The most recent enacted change affecting Airbnb rules in Santiago de Chile was the incorporation of STR activity into the general tourism accommodation framework under Decreto Supremo N° 222 of 2011 (Ministerio de Economía), which remains the operative national-level instrument.

Municipal ordinances at the Municipalidad de Santiago level have not introduced new STR-specific legislation since the 2023 updates to commercial activity permits.

The Chilean Congress has discussed broader digital platform taxation and housing affordability measures in committee, but no bill with direct regulatory consequences for short-term rental operators has reached a floor vote or entered the official legislative calendar as of the last updated date.

Hosts should monitor the Biblioteca del Congreso Nacional for committee activity, as housing-supply legislation introduced in 2025 could extend to STR density limits if amended.

11. Resources and Contact Information

Government Agencies

Santiago de Chile does not operate a single dedicated STR enforcement agency.
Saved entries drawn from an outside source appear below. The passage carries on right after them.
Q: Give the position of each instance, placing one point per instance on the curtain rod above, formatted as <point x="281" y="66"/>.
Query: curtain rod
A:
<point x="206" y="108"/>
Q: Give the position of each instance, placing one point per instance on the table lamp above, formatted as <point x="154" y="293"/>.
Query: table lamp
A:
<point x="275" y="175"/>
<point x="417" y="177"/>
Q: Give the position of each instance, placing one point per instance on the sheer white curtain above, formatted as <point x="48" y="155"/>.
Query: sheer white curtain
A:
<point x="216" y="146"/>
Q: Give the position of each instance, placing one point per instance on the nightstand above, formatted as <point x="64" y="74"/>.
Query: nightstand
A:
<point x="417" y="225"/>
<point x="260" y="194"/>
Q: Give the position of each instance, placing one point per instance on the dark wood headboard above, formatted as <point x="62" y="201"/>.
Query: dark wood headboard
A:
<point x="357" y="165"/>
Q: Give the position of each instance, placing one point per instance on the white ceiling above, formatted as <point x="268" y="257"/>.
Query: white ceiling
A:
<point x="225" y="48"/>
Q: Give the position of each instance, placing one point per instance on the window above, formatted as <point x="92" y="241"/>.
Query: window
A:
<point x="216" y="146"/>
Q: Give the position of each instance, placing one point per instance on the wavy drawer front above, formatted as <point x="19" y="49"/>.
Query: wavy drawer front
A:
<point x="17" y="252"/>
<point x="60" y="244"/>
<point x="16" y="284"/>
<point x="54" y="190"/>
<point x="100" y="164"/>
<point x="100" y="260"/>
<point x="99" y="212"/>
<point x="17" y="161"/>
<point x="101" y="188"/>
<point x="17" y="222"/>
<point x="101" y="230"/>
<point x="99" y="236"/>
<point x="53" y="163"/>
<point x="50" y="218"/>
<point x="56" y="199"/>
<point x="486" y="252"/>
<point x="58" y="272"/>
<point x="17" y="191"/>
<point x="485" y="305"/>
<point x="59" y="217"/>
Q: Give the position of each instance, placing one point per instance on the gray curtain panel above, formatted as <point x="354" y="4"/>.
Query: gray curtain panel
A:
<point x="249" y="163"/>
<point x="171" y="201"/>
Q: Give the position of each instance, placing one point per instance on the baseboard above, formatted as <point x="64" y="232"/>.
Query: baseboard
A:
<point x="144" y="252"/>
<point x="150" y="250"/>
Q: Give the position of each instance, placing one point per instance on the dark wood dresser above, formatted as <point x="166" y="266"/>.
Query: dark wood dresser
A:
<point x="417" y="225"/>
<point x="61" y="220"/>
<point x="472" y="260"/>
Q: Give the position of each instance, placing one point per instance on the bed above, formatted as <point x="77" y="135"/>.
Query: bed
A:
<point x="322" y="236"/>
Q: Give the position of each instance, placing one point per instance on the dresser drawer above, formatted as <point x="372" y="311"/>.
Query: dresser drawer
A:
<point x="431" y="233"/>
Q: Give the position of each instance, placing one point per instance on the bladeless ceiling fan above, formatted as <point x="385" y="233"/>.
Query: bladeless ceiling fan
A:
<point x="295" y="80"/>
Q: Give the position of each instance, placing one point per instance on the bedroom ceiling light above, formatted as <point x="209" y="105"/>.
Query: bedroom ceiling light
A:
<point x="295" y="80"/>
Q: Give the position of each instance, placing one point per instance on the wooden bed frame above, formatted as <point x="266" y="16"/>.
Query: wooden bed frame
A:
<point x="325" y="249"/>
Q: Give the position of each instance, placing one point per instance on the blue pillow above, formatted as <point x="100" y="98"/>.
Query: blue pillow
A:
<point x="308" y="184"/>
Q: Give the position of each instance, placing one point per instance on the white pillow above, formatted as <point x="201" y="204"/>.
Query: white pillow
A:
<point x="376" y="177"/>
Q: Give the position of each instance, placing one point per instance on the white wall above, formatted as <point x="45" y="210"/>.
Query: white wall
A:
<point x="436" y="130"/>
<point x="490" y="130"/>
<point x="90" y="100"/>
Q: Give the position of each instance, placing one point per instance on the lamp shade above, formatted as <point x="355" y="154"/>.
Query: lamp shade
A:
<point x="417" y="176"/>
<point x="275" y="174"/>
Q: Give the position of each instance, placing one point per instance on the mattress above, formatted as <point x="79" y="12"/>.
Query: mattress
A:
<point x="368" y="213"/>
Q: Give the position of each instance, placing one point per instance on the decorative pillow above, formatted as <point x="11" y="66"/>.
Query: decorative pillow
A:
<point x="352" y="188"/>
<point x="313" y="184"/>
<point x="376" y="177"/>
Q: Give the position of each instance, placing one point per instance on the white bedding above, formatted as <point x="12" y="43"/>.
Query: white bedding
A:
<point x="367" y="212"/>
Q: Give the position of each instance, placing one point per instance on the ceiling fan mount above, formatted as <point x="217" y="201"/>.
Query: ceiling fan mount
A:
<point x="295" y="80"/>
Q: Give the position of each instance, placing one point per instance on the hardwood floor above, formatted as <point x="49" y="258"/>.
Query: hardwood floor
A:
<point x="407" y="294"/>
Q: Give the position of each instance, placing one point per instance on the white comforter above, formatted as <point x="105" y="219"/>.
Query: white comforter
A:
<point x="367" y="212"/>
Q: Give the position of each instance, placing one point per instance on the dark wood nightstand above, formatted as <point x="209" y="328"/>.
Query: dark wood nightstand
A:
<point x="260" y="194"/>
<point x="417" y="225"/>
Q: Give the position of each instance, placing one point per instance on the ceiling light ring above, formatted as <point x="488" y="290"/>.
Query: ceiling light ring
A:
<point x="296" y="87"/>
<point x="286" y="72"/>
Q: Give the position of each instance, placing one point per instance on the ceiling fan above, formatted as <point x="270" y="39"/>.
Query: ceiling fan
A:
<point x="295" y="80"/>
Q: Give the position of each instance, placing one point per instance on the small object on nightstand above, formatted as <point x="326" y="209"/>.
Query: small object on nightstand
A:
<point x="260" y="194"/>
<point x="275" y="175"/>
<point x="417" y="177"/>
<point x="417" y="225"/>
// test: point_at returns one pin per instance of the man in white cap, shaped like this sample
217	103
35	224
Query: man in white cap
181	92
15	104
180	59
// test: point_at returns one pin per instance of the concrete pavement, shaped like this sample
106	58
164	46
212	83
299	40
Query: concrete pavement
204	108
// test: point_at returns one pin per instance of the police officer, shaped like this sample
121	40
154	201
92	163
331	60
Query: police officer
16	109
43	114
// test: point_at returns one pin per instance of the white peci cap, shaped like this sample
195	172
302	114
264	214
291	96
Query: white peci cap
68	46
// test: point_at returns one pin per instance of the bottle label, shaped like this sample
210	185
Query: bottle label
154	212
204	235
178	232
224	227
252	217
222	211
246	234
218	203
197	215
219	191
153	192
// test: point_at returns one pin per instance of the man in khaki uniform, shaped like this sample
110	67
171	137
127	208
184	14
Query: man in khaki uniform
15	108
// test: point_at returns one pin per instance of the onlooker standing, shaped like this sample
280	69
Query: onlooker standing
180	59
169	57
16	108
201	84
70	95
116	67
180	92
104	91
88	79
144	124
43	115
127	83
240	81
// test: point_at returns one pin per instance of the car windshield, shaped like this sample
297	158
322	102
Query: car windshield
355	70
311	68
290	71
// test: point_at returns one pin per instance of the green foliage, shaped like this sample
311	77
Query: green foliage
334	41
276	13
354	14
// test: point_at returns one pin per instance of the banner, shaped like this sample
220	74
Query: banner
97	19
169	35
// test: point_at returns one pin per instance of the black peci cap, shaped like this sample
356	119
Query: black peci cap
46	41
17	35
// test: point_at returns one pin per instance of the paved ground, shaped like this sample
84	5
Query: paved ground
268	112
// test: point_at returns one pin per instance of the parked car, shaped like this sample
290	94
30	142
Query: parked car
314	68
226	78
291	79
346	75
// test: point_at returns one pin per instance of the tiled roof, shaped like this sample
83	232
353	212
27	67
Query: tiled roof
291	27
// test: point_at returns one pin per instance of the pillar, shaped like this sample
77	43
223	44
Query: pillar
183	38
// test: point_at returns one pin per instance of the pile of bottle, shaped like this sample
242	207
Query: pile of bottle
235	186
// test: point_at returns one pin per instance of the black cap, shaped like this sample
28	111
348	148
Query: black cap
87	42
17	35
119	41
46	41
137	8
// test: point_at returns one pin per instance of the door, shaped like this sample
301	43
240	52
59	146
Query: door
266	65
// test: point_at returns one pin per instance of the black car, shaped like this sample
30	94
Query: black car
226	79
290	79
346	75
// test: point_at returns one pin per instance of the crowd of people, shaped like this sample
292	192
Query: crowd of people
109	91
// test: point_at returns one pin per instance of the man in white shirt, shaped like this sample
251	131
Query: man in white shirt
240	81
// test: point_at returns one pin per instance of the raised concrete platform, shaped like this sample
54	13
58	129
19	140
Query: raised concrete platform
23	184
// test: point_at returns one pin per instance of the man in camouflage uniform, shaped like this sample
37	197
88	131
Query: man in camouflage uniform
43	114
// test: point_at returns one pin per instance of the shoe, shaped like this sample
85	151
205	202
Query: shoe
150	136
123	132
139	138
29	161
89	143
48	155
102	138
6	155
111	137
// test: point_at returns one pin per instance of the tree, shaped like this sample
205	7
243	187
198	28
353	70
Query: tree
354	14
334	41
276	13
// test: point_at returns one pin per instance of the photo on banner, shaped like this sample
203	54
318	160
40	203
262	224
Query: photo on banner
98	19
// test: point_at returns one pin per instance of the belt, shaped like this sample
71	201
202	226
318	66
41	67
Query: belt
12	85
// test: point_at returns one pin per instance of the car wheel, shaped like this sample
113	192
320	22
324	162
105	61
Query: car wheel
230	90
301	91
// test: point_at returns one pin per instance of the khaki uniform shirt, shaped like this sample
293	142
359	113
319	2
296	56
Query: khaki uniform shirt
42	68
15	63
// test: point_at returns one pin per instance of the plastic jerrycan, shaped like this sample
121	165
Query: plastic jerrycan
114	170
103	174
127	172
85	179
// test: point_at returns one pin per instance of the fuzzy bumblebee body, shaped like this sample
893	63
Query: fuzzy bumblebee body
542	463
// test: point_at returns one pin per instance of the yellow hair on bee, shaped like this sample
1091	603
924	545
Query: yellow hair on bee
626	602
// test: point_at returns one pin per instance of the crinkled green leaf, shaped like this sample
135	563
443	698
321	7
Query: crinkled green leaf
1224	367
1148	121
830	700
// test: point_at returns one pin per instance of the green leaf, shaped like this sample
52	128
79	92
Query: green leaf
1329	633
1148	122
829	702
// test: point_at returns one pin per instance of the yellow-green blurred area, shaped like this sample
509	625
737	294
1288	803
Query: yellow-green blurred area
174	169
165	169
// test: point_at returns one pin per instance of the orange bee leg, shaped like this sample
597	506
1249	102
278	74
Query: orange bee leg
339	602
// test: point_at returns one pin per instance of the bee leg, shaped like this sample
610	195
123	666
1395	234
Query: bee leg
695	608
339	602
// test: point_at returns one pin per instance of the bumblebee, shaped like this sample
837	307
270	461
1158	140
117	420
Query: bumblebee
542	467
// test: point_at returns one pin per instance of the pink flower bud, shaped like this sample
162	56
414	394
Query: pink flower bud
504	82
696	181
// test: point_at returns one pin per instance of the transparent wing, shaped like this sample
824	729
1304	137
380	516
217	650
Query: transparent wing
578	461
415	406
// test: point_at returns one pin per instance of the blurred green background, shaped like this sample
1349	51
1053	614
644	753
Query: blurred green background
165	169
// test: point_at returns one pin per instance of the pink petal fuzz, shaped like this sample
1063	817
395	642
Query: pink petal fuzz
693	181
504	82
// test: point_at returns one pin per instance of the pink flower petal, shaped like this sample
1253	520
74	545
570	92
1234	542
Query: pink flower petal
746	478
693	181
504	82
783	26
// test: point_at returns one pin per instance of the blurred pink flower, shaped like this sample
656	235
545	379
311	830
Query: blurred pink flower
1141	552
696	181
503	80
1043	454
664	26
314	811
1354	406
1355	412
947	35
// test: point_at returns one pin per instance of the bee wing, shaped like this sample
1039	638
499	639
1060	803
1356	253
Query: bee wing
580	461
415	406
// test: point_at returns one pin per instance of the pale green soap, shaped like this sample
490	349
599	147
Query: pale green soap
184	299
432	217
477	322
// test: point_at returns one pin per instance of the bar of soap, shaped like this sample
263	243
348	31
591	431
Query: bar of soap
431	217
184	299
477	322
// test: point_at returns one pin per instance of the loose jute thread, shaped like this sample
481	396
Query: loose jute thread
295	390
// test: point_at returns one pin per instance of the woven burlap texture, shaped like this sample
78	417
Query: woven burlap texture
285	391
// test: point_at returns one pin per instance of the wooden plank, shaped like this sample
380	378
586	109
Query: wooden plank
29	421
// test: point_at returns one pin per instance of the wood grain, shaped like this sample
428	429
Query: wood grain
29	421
Regulatory authority is distributed across municipal and national bodies depending on the specific issue (tax compliance, zoning, consumer protection).

Municipalidad de Santiago

  • Address: Plaza de Armas 92, Santiago Centro, Región Metropolitana

  • Phone: +56 2 2386 1000

  • Website: municipalidaddesantiago.cl

Servicio de Impuestos Internos (SII) national tax authority responsible for tourist accommodation tax registration and income reporting obligations.

  • Phone: 22 395 1115

  • Website: sii.cl

  • Registration Portal: sii.cl (Inicio de Actividades)

Servicio Nacional del Consumidor (SERNAC) handles guest complaints against hosts regarding consumer rights violations.

  • Phone: 800 700 100

  • Website: sernac.cl

Filing Complaints

Think a neighbor is breaking the rules? There are two main ways to report them. For zoning violations or unlicensed commercial activity, you go straight to the local municipalidad where the property sits, like the one in Las Condes. Each one has its own inspection unit (Dirección de Obras Municipales).

But if it's tax evasion you're worried about, that's a different beast entirely; you'll file that complaint directly with the SII using its online "Denuncia Tributaria" form.

Disclaimer

Let's be blunt: this page isn't legal advice. It's just a guide. The short-term rental regulations in Santiago de Chile are a tangled mess, and they can change overnight based on something as small as a new enforcement circular from a single municipality.

You must consult with a qualified Chilean lawyer and a tax professional to make sure you're actually compliant. The rules are constantly evolving, and ultimately, it's your responsibility to keep up.